The Cryptophyta comprise photoautotrophic protists with complex plastids which harbor
a remnant eukaryotic nucleus (nucleomorph) and a few heterotrophic taxa which either
lack a plastid (Goniomonas) or contain a complex plastid devoid of pigments (Ieucoplast;
Chilomonas). To resolve the phylogenetic relationships between photosynthetic, leucoplast-containing
and aplastidial taxa, we determined complete nuclear-encoded SSU rRNA-sequences from
12 cryptophyte taxa representing the genera Cryptomonas, Chilomonas, Rhodomonas, Chroomonas,
Hemiselmis, Proteomonas and Teleaulax and, as an outgroup taxon, Cyanoptyche gloeocystis
(Glaucocystophyta). Phylogenetic analyses of SSU rRNA sequences from a total of 24
cryptophyte taxa rooted with 4 glaucocystophyte taxa using distance, parsimony and
likelihood methods as well as LogDet transformations invariably position the aplastidial
genus Goniomonas as a sister taxon to a monophyletic lineage consisting of all plastid
containing cryptophytes including Chilomonas. Among the plastid-containing taxa, we
identify six major clades each supported by high bootstrap values: clade I (Cryptomonas
and Chilomonas), clade II (Rhodomonas, Pyrenomonas, Rhinomonas and Storeatula), clade
III (Guillardia and the 'unidentified cryptophyte' strain CCMP 325), clade IV (Teleaulax
and Geminigera), clade V (Proteomonas) and clade VI (Hemiselmis, Chroomonas and Komma).
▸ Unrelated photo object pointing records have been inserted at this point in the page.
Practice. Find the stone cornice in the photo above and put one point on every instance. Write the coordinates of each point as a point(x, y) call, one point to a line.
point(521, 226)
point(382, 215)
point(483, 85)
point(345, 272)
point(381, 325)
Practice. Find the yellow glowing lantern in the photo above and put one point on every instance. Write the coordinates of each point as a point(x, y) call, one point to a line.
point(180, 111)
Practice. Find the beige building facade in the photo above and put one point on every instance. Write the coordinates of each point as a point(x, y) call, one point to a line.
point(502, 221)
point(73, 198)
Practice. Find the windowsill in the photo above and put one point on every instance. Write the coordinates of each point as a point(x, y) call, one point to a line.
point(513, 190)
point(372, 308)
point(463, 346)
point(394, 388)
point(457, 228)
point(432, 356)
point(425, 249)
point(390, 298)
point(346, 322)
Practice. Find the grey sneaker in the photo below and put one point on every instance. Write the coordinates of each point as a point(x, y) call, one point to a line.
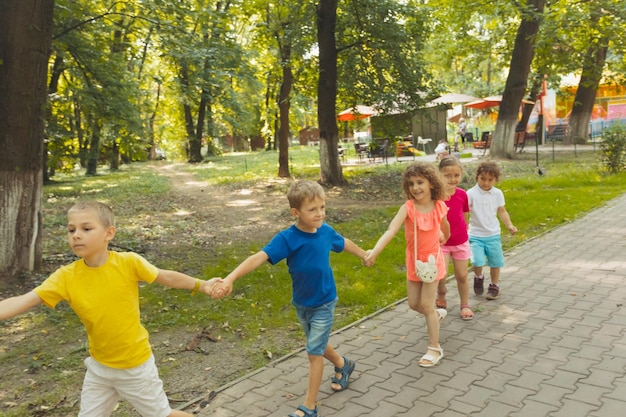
point(493, 292)
point(478, 285)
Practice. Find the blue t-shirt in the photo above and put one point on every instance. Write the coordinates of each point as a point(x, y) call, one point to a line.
point(308, 260)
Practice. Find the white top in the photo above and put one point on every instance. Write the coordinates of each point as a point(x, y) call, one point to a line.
point(484, 211)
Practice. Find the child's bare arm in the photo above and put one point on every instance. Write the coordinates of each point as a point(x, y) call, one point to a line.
point(175, 279)
point(445, 230)
point(506, 219)
point(384, 240)
point(354, 249)
point(11, 307)
point(225, 287)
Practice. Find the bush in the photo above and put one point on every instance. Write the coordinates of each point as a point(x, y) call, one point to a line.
point(613, 148)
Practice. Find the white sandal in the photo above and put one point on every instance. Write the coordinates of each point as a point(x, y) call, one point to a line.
point(432, 360)
point(442, 313)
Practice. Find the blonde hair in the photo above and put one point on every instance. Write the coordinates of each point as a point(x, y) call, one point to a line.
point(488, 167)
point(104, 212)
point(424, 170)
point(304, 190)
point(450, 161)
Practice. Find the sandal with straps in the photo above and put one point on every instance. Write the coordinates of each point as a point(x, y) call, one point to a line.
point(346, 371)
point(439, 302)
point(432, 360)
point(466, 315)
point(307, 412)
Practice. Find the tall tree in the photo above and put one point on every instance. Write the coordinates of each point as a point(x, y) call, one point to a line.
point(515, 87)
point(25, 41)
point(330, 166)
point(597, 36)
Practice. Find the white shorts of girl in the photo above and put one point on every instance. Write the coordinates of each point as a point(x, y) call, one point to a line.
point(141, 386)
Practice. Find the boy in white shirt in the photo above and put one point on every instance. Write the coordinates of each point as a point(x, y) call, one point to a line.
point(486, 203)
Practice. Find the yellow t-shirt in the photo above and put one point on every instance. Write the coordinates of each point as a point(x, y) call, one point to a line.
point(106, 299)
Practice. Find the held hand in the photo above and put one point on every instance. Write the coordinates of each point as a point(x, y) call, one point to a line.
point(220, 289)
point(369, 260)
point(208, 286)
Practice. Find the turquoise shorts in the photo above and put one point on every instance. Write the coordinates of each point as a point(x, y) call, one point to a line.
point(487, 251)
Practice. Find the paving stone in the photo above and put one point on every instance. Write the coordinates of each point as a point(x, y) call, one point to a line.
point(552, 345)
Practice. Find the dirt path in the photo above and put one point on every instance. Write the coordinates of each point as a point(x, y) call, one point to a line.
point(228, 213)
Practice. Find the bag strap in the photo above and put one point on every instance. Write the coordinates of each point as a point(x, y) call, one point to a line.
point(415, 236)
point(414, 233)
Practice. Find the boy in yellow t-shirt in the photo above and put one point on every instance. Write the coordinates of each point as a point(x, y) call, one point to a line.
point(102, 289)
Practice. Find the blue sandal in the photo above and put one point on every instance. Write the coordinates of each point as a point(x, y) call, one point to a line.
point(346, 371)
point(307, 412)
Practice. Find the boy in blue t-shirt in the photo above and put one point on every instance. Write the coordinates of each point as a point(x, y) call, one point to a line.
point(306, 245)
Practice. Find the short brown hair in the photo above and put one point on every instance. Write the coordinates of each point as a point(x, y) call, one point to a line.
point(488, 167)
point(304, 190)
point(104, 212)
point(425, 170)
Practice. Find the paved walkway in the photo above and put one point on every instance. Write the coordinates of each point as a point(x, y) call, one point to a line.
point(554, 344)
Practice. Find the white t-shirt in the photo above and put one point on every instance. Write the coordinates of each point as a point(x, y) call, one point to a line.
point(484, 211)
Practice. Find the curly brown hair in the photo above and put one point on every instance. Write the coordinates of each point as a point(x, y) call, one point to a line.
point(427, 171)
point(488, 167)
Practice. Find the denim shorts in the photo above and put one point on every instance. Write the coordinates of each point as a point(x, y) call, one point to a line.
point(487, 250)
point(317, 323)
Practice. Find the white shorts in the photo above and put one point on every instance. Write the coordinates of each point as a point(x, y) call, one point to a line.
point(141, 386)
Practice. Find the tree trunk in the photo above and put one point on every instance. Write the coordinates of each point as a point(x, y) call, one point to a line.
point(586, 93)
point(330, 165)
point(25, 41)
point(94, 147)
point(283, 107)
point(523, 52)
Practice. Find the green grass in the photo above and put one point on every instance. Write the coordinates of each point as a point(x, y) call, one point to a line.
point(570, 187)
point(260, 306)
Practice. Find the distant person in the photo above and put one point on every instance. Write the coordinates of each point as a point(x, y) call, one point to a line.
point(441, 150)
point(486, 203)
point(425, 227)
point(461, 129)
point(457, 247)
point(306, 245)
point(103, 290)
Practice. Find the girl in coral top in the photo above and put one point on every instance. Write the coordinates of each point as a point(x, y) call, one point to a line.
point(425, 211)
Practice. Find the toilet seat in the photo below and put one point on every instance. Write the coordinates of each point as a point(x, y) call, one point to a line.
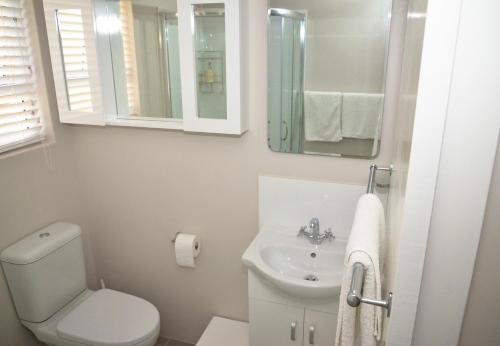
point(110, 318)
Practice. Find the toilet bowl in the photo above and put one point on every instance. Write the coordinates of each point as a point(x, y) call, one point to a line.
point(46, 278)
point(104, 317)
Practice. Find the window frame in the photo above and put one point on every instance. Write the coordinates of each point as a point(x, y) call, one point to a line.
point(46, 136)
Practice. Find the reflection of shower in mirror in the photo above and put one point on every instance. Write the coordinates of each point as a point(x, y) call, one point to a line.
point(326, 76)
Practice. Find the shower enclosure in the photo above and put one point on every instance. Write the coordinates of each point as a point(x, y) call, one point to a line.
point(286, 79)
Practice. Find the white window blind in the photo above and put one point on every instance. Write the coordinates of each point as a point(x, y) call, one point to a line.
point(127, 31)
point(74, 59)
point(20, 119)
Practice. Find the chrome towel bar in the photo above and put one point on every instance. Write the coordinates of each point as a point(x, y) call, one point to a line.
point(373, 172)
point(355, 295)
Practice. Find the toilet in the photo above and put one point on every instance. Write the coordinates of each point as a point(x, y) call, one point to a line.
point(45, 273)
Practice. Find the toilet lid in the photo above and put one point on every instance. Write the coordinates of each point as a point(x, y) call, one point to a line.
point(110, 317)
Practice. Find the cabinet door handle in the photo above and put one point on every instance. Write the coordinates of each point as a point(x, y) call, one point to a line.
point(293, 328)
point(311, 334)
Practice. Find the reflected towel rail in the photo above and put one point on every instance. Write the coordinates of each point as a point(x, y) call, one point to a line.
point(373, 173)
point(355, 295)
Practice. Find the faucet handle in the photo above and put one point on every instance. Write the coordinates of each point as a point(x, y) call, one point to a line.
point(314, 223)
point(302, 230)
point(329, 234)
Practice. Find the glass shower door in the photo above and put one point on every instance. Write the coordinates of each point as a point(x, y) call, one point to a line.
point(285, 85)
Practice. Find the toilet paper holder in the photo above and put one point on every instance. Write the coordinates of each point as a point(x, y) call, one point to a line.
point(175, 237)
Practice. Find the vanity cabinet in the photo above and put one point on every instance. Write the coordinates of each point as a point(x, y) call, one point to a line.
point(274, 324)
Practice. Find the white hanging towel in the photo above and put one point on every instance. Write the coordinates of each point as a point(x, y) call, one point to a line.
point(322, 113)
point(361, 115)
point(362, 326)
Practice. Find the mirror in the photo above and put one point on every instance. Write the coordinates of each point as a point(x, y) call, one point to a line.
point(145, 52)
point(326, 75)
point(210, 52)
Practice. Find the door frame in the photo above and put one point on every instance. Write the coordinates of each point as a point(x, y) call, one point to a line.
point(422, 280)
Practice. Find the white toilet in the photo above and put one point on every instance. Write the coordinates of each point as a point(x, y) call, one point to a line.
point(46, 276)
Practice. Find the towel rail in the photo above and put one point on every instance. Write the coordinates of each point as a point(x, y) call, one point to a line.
point(373, 173)
point(355, 295)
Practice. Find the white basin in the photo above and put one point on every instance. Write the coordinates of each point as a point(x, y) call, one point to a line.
point(295, 265)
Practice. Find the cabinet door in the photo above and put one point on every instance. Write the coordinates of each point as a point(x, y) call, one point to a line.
point(319, 328)
point(274, 324)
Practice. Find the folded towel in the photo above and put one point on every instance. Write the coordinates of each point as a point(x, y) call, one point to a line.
point(322, 116)
point(363, 325)
point(361, 115)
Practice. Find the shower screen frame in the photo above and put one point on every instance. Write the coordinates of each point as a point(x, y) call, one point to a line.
point(292, 127)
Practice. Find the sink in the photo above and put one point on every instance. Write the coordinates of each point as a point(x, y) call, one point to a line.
point(294, 264)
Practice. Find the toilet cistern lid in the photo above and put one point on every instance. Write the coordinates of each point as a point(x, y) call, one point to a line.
point(110, 317)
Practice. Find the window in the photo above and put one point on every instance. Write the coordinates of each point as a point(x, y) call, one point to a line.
point(127, 30)
point(74, 59)
point(20, 117)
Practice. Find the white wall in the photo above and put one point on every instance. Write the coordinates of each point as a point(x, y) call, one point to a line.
point(480, 324)
point(464, 175)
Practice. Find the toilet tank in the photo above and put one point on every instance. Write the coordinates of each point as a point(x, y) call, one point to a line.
point(45, 270)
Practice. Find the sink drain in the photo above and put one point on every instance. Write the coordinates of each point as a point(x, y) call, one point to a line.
point(311, 277)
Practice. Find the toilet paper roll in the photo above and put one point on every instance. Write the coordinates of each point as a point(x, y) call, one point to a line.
point(187, 248)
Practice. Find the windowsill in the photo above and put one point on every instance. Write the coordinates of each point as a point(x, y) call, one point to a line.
point(36, 144)
point(145, 122)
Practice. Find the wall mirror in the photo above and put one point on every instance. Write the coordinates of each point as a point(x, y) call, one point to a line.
point(326, 75)
point(171, 64)
point(144, 42)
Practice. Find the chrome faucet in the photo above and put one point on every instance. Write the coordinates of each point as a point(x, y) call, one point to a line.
point(315, 237)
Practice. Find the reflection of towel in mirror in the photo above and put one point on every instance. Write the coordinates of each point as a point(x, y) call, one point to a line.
point(361, 115)
point(322, 116)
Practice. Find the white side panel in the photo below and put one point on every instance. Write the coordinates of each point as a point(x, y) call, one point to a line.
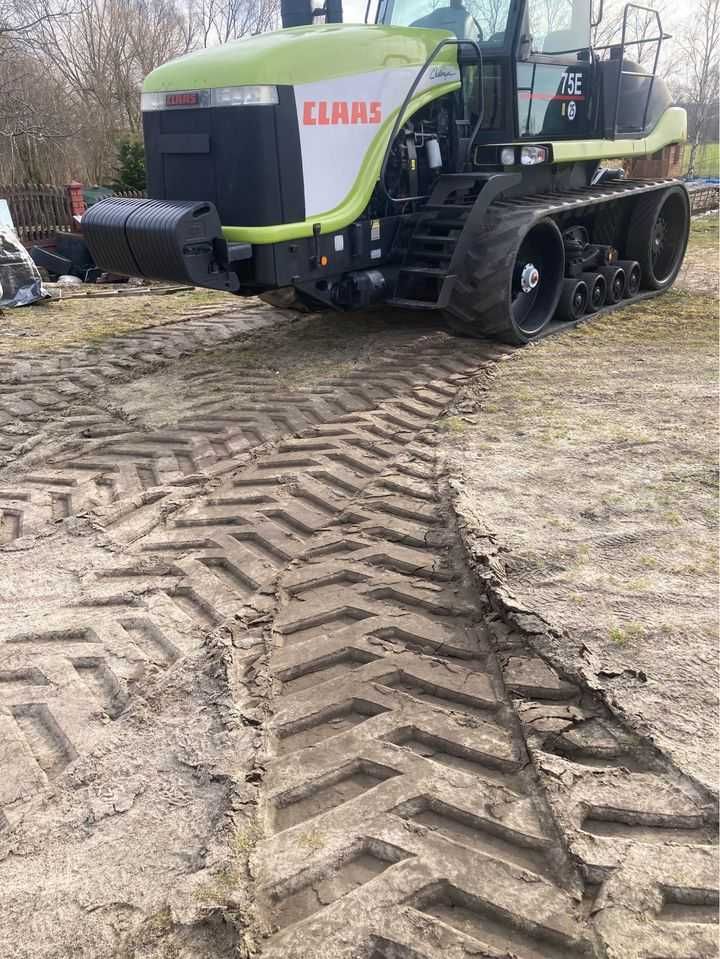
point(338, 120)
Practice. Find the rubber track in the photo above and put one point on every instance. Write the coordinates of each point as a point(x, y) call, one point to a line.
point(479, 296)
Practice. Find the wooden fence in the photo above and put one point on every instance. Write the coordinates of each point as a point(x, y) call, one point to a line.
point(38, 211)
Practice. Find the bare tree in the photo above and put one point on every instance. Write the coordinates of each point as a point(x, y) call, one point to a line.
point(221, 20)
point(700, 46)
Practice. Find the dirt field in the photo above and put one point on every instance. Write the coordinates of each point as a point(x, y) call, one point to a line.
point(593, 462)
point(98, 314)
point(263, 691)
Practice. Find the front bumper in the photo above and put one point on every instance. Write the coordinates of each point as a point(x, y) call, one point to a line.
point(179, 240)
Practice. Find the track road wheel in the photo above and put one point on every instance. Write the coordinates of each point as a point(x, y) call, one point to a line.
point(512, 281)
point(658, 234)
point(573, 301)
point(597, 288)
point(632, 277)
point(615, 279)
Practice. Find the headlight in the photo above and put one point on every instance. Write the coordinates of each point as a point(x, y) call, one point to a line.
point(529, 156)
point(243, 96)
point(217, 97)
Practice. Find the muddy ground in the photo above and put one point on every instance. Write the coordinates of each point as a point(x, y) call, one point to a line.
point(592, 468)
point(263, 687)
point(90, 314)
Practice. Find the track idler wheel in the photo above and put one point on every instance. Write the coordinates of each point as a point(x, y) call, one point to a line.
point(597, 288)
point(615, 280)
point(632, 277)
point(536, 281)
point(657, 235)
point(573, 301)
point(511, 280)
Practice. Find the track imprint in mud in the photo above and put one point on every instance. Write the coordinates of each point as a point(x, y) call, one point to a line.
point(430, 787)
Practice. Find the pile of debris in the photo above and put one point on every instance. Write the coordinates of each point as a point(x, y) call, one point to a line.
point(20, 282)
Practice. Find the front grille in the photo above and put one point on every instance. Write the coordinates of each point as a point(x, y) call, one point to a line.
point(246, 160)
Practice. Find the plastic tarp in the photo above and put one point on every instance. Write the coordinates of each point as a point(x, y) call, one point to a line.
point(20, 282)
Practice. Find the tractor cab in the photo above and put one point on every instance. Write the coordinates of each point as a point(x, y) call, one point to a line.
point(531, 72)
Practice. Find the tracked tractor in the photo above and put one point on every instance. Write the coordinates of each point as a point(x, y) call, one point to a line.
point(444, 157)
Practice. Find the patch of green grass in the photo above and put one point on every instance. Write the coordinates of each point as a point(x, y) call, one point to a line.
point(623, 636)
point(453, 424)
point(707, 159)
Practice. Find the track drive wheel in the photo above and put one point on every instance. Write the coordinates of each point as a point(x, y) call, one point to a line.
point(515, 285)
point(658, 234)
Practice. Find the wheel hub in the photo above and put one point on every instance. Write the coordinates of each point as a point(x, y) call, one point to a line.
point(529, 278)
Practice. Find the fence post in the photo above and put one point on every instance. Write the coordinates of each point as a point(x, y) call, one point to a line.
point(76, 198)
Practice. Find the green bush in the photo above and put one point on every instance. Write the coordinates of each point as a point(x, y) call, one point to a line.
point(130, 166)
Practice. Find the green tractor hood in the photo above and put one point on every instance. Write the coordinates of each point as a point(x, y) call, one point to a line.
point(300, 55)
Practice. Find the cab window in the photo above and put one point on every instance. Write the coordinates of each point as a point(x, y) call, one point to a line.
point(482, 20)
point(559, 26)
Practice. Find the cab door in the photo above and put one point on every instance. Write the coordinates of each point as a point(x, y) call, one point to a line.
point(554, 70)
Clade I (Cryptomonas and Chilomonas) represents a sister group to clades II-VI which
together form a monophyletic lineage; the phylogenetic relationships between clades
II-VI remain largely unresolved. Chilomonas is positioned within the Cryptomonas clade
and thus presumably evolved from a photosynthetic taxon of this genus. In our analysis
the characters blue and red pigmentation do not correspond with a basal subdivision
of the phylum, thus rejecting this character for higher-level classification of cryptophytes.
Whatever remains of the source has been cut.